Our existing RetinaScope device, utilizing the smartphone’s camera, Bluetooth connectivity, and processing power to perform 100-degree montaging, was modified for use in a pediatric setting. This included a child-friendly 3D printed housing of animals, attention grabbing targets, enhanced image stitching and video-recording capability to capture continuous clips of the fundus exam. Fundus photographs were acquired in a pediatric outpatient clinic, inpatient bedside, emergency room, and during exam under anesthesia. The ease of image acquisition and comfort of the patient were assessed via a validated 5-point survey. Time for image acquisition per eye was also recorded. A subset of the images was graded by two independent, masked, expert graders and the accuracy of the grader to clinician diagnosis was compared.

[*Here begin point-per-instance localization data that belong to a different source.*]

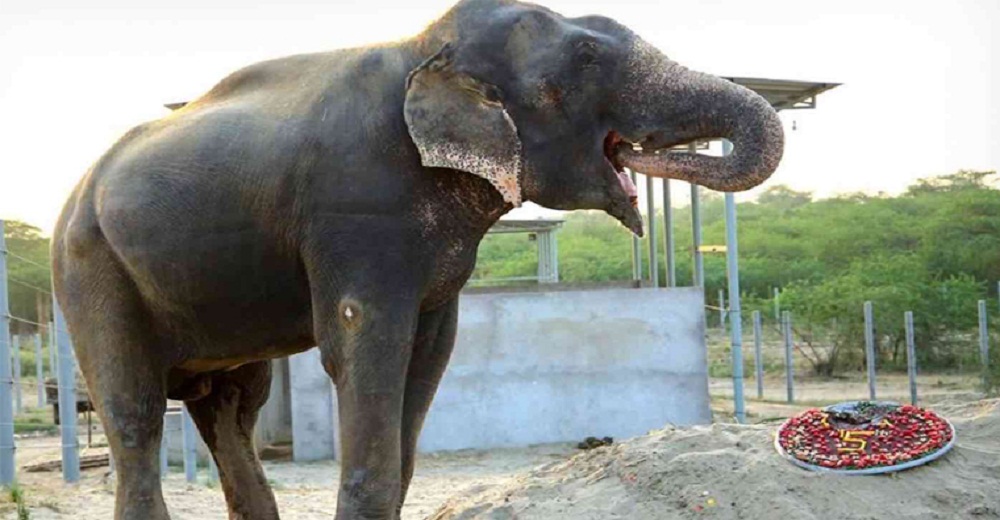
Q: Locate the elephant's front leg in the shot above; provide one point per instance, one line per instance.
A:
(366, 342)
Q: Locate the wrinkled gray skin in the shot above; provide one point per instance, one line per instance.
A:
(337, 199)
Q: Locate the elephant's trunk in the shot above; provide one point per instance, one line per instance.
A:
(672, 105)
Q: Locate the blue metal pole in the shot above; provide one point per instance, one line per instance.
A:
(758, 356)
(735, 317)
(786, 322)
(777, 305)
(67, 397)
(698, 260)
(189, 440)
(636, 246)
(39, 371)
(18, 401)
(53, 363)
(870, 348)
(668, 236)
(722, 309)
(7, 474)
(984, 341)
(654, 262)
(164, 466)
(911, 357)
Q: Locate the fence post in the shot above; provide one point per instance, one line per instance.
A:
(870, 348)
(190, 445)
(758, 358)
(786, 321)
(984, 342)
(18, 405)
(67, 397)
(6, 381)
(722, 309)
(39, 371)
(53, 360)
(911, 357)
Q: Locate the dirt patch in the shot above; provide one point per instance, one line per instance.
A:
(303, 491)
(731, 471)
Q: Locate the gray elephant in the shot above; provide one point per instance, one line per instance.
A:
(337, 199)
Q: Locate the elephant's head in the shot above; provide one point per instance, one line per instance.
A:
(553, 109)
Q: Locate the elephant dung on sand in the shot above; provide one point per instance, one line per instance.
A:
(337, 199)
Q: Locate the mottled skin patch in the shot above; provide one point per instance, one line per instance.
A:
(323, 199)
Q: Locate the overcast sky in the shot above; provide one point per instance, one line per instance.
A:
(919, 95)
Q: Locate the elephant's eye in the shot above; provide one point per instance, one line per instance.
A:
(587, 55)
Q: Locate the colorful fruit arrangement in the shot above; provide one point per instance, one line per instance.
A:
(862, 435)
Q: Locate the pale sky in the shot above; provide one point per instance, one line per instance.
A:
(920, 94)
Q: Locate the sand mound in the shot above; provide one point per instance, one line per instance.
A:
(732, 471)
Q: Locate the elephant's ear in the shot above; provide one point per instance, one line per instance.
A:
(459, 122)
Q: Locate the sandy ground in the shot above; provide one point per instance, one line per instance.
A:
(729, 471)
(734, 463)
(303, 491)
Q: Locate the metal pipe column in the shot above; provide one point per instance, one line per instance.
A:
(735, 317)
(699, 266)
(39, 371)
(758, 357)
(984, 341)
(668, 236)
(911, 356)
(654, 262)
(67, 397)
(636, 247)
(7, 475)
(870, 348)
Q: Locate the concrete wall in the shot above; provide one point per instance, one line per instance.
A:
(560, 366)
(537, 367)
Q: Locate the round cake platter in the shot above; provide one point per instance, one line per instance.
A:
(864, 438)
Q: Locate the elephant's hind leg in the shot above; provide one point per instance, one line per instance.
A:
(123, 367)
(226, 418)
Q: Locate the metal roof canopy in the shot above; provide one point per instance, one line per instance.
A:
(785, 94)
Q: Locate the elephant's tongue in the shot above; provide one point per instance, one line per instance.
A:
(629, 187)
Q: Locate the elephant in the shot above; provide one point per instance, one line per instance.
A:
(336, 200)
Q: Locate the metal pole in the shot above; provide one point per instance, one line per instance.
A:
(777, 305)
(735, 318)
(18, 407)
(213, 471)
(668, 236)
(7, 474)
(870, 348)
(911, 357)
(164, 466)
(722, 309)
(53, 364)
(67, 397)
(636, 247)
(189, 440)
(39, 371)
(984, 341)
(654, 262)
(786, 321)
(698, 261)
(758, 357)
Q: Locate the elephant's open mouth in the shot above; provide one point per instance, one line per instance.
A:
(620, 153)
(611, 143)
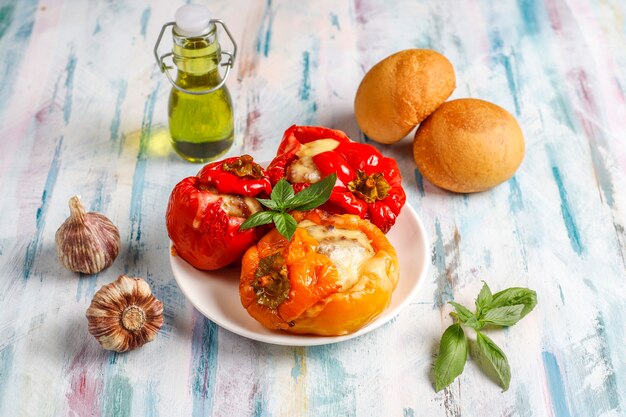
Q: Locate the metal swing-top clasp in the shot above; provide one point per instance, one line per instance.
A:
(227, 61)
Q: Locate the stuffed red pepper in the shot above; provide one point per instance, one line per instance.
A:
(368, 184)
(204, 212)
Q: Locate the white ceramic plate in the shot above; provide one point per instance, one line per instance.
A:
(216, 293)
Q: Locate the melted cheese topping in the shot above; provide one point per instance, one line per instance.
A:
(303, 169)
(233, 205)
(347, 249)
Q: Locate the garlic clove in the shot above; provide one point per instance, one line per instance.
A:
(124, 315)
(86, 242)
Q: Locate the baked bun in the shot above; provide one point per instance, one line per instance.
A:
(335, 276)
(401, 91)
(468, 145)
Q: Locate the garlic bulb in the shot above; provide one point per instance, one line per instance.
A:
(86, 242)
(124, 315)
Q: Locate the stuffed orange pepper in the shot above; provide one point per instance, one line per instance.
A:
(335, 275)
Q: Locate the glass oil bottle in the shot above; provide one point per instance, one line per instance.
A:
(200, 108)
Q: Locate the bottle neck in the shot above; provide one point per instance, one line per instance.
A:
(197, 58)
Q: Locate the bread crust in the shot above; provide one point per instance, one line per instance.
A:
(468, 145)
(400, 91)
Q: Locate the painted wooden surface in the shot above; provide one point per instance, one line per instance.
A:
(83, 111)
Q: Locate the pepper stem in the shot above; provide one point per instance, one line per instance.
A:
(77, 210)
(133, 318)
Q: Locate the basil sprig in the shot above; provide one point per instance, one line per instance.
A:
(284, 199)
(502, 309)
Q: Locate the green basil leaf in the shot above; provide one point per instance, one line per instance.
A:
(452, 356)
(257, 219)
(270, 204)
(474, 323)
(483, 300)
(503, 316)
(285, 224)
(282, 192)
(462, 312)
(514, 296)
(495, 357)
(313, 196)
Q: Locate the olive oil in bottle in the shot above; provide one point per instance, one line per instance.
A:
(200, 108)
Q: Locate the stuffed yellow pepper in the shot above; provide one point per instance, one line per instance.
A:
(333, 277)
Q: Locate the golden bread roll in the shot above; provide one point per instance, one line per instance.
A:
(401, 91)
(468, 145)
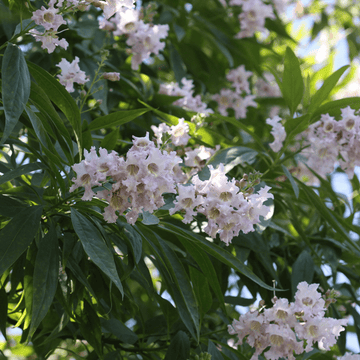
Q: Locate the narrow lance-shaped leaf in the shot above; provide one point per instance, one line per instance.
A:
(219, 253)
(292, 82)
(21, 170)
(45, 277)
(303, 270)
(59, 96)
(95, 247)
(15, 87)
(322, 94)
(17, 235)
(292, 181)
(116, 119)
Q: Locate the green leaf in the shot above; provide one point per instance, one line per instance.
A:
(324, 211)
(45, 279)
(302, 270)
(109, 141)
(21, 170)
(333, 108)
(322, 94)
(183, 285)
(78, 273)
(214, 352)
(90, 328)
(60, 97)
(95, 247)
(135, 241)
(15, 87)
(177, 63)
(3, 311)
(17, 235)
(10, 207)
(292, 82)
(240, 126)
(292, 181)
(149, 219)
(236, 300)
(116, 119)
(230, 157)
(207, 268)
(117, 328)
(219, 253)
(41, 101)
(202, 291)
(44, 139)
(179, 348)
(180, 288)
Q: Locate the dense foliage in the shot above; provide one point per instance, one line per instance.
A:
(164, 167)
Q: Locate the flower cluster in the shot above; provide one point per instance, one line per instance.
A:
(51, 20)
(136, 184)
(227, 207)
(281, 326)
(188, 100)
(278, 131)
(70, 73)
(143, 38)
(252, 16)
(332, 142)
(239, 99)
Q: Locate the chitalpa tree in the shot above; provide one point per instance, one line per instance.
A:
(166, 187)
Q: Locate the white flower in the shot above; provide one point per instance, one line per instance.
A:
(49, 40)
(278, 131)
(70, 73)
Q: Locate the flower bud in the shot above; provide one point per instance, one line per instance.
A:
(112, 76)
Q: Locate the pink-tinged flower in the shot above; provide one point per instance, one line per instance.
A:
(70, 73)
(186, 201)
(127, 22)
(278, 131)
(48, 18)
(241, 104)
(110, 7)
(252, 18)
(282, 313)
(180, 133)
(349, 356)
(112, 76)
(159, 131)
(225, 100)
(105, 24)
(239, 78)
(309, 300)
(49, 40)
(146, 41)
(189, 101)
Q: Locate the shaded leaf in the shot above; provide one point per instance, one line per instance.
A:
(116, 119)
(17, 235)
(322, 94)
(292, 82)
(292, 181)
(117, 328)
(302, 270)
(15, 86)
(59, 96)
(95, 247)
(21, 170)
(179, 348)
(45, 277)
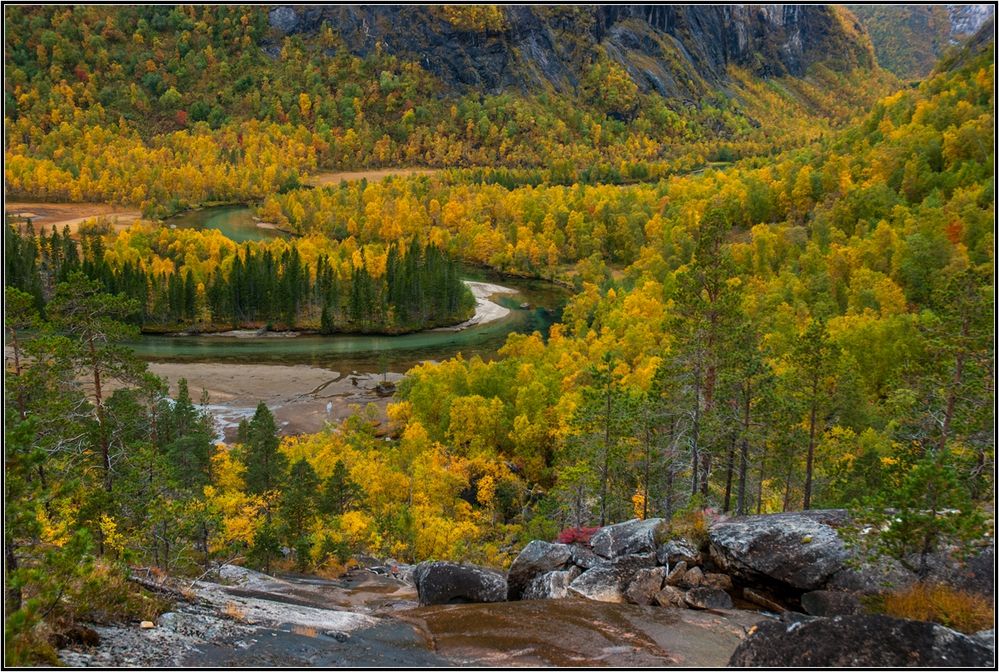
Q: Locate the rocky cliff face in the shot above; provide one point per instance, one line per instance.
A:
(675, 50)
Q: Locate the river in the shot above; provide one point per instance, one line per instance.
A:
(307, 380)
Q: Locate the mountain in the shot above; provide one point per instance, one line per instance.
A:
(909, 39)
(677, 51)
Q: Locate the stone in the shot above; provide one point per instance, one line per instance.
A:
(987, 637)
(451, 583)
(537, 558)
(676, 574)
(628, 538)
(551, 585)
(703, 597)
(603, 584)
(645, 585)
(716, 580)
(859, 641)
(582, 556)
(678, 550)
(831, 603)
(693, 577)
(772, 548)
(671, 596)
(760, 599)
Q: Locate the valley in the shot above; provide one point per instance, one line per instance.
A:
(442, 335)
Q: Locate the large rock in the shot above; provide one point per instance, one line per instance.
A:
(797, 549)
(450, 583)
(551, 585)
(603, 584)
(628, 538)
(703, 597)
(645, 585)
(670, 596)
(537, 558)
(859, 641)
(678, 550)
(676, 574)
(830, 603)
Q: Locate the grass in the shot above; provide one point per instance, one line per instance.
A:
(957, 609)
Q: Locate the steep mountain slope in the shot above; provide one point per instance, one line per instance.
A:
(665, 48)
(908, 39)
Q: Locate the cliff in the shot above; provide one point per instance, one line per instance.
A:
(678, 51)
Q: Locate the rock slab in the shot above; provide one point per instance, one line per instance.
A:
(859, 641)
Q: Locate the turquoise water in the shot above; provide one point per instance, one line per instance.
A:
(354, 352)
(234, 221)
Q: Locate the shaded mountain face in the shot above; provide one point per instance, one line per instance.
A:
(909, 39)
(677, 51)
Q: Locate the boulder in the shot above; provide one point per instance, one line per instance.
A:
(873, 575)
(551, 585)
(671, 596)
(859, 641)
(581, 556)
(796, 549)
(451, 583)
(537, 558)
(676, 574)
(645, 585)
(719, 581)
(678, 550)
(831, 603)
(703, 597)
(603, 584)
(693, 577)
(760, 599)
(628, 538)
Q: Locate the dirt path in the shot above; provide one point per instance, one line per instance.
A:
(323, 179)
(71, 214)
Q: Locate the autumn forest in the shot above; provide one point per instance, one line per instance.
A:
(780, 297)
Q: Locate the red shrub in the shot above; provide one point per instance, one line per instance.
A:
(576, 535)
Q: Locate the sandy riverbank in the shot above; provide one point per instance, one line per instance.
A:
(485, 309)
(303, 398)
(72, 214)
(323, 179)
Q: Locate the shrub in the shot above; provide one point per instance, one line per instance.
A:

The study was approved by the University of Michigan Institutional Review Board Committee and has ClinicalTrials.gov Identifier NCT03076697.
Fundus photographs were acquired in 62 eyes of 42 patients. Mean age of the cohort was 6.7 years (range 6 weeks to 18 years). Average time to acquire a standard 5 field photograph of each eye was 2.3 min ± 1.1 min. Patients rated their overall experience of image acquisition favorably, average Likert score 4.6 ± 0.8. The diagnoses included: Coats disease, retinoblastoma, retinopathy of prematurity, commotio retinae, coloboma, ocular albinism, and optic nerve hypoplasia, among others. A sub-set of images was graded by two masked vitreoretinal specialists. There was 93% agreement between image-based diagnosis and the treating clinician’s diagnosis.
We report a novel smartphone-based device for wide-field fundus photography in pediatric patients. Our device is able to rapidly acquire diagnostic quality images of the retina without causing undue distress to the patients.
This is an abstract that was submitted for the 2018 ARVO Annual Meeting, held in Honolulu, Hawaii, April 29 - May 3, 2018.